Thursday, August 5, 2010: 10:50 AM
303-304, David L Lawrence Convention Center
Bradford Hawkins1, Miguel A. Rodriguez2 and Stephen G. Weller1, (1)Department of Ecology & Evolutionary Biology, University of California-Irvine, Irvine, CA, (2)Ecology, Universidad de Alcalá de Henares, Alcala de Henares, Spain
Background/Question/Methods   The richness of angiosperm families is known to be strongly associated with climate, specifically water deficits and energy. However, the evolutionary basis of these associations remains unresolved. We use updated distribution maps of all non-marine families and the APGIII phylogeny to explore the phylogenetic structure of angiosperm diversity and potential environmental drivers. Our primary goal is to determine the extent to which family-level niche conservatism in the face of climate change since the late Cretaceous and Tertiary may link ecological and evolutionary patterns of plant diversity. We first generate environmentally based statistical models for family richness, mean range size and mean clade (family) age in geographical space to identify commonalities and differences, and then examine herbs vs. trees and aquatic vs. terrestrial families to better understand links between ecology and evolution.

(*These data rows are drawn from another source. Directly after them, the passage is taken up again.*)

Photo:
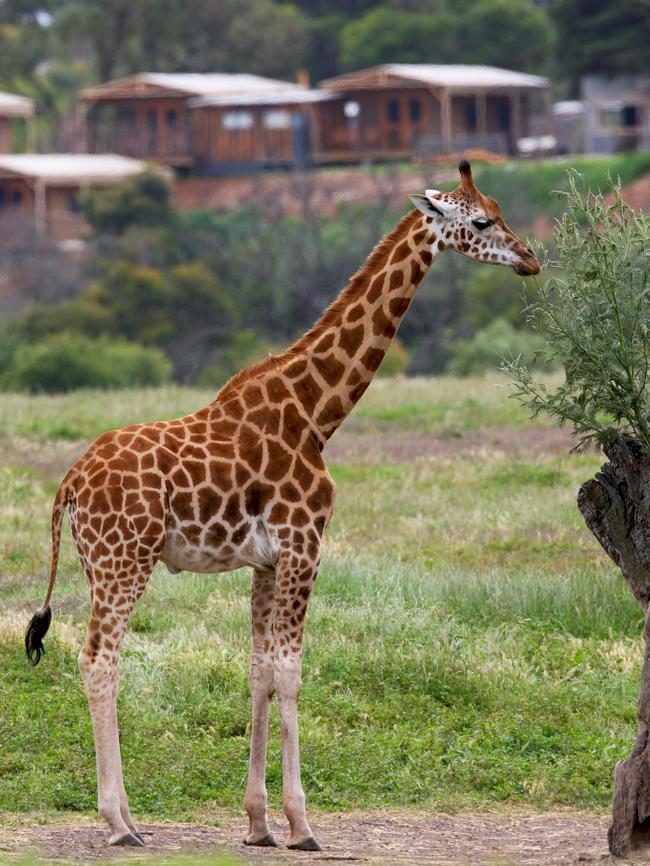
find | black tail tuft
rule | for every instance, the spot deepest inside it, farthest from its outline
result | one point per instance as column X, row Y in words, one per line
column 36, row 631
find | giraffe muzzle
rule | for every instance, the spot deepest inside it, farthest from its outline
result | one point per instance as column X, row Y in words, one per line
column 528, row 266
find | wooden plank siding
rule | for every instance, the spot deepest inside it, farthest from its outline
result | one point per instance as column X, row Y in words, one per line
column 143, row 128
column 233, row 137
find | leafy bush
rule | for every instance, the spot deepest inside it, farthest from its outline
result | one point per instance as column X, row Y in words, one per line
column 64, row 362
column 491, row 345
column 241, row 350
column 395, row 361
column 143, row 200
column 597, row 318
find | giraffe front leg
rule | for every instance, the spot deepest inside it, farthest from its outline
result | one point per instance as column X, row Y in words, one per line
column 292, row 594
column 262, row 687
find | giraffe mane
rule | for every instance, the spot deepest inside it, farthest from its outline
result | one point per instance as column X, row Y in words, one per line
column 354, row 289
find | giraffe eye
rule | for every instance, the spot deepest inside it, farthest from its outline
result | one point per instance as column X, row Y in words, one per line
column 482, row 223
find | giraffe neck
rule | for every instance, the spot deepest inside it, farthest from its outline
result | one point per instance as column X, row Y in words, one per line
column 333, row 364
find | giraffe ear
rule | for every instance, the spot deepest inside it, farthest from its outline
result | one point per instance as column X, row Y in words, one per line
column 430, row 206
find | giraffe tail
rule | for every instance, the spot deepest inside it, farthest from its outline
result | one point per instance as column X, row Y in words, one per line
column 40, row 622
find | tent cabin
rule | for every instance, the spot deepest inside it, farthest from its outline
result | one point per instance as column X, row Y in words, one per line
column 12, row 107
column 43, row 189
column 240, row 132
column 402, row 110
column 147, row 116
column 616, row 112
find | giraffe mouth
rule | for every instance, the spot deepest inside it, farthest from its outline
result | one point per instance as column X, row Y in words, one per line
column 528, row 266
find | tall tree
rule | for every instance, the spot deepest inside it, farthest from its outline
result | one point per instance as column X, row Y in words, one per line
column 513, row 34
column 605, row 36
column 388, row 35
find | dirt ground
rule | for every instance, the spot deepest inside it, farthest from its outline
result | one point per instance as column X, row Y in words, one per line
column 379, row 839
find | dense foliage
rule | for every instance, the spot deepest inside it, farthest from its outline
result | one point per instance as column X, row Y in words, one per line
column 596, row 315
column 51, row 49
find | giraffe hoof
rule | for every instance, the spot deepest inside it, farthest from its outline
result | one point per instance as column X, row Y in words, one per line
column 308, row 844
column 134, row 840
column 264, row 842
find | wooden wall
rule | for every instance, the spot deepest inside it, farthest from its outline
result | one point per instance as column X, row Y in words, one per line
column 247, row 135
column 145, row 128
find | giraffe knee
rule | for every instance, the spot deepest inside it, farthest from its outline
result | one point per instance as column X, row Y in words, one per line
column 287, row 677
column 262, row 679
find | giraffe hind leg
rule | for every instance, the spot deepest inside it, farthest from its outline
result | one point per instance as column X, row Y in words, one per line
column 99, row 666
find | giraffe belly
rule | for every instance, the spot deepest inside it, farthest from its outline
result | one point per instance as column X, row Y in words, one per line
column 182, row 554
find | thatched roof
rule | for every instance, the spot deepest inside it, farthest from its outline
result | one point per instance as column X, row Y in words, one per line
column 458, row 77
column 185, row 84
column 70, row 169
column 15, row 106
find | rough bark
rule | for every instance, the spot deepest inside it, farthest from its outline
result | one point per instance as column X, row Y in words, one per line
column 616, row 508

Results/Conclusions   Previously identified strong links between family richness and climate prove to be very robust to recent changes in the distribution maps and the plant classification system. An almost perfect association between richness and range size indicates that climate acts on plant diversity primarily as a filter that selectively excludes tropical clades adapted to warm, wet conditions as local climates become cooler or drier. Richness and age have a complex relationship with several facets. First and foremost, herbs and trees have responded substantially differently to past global climate change: tropical woody floras are older than temperate woody floras, but some older herbaceous families have managed to persist in cold regions by being aquatic. Overall, there is a strong signal consistent with a ‘tropical niche conservation' explanation for angiosperm richness at the family level, but with some interesting twists.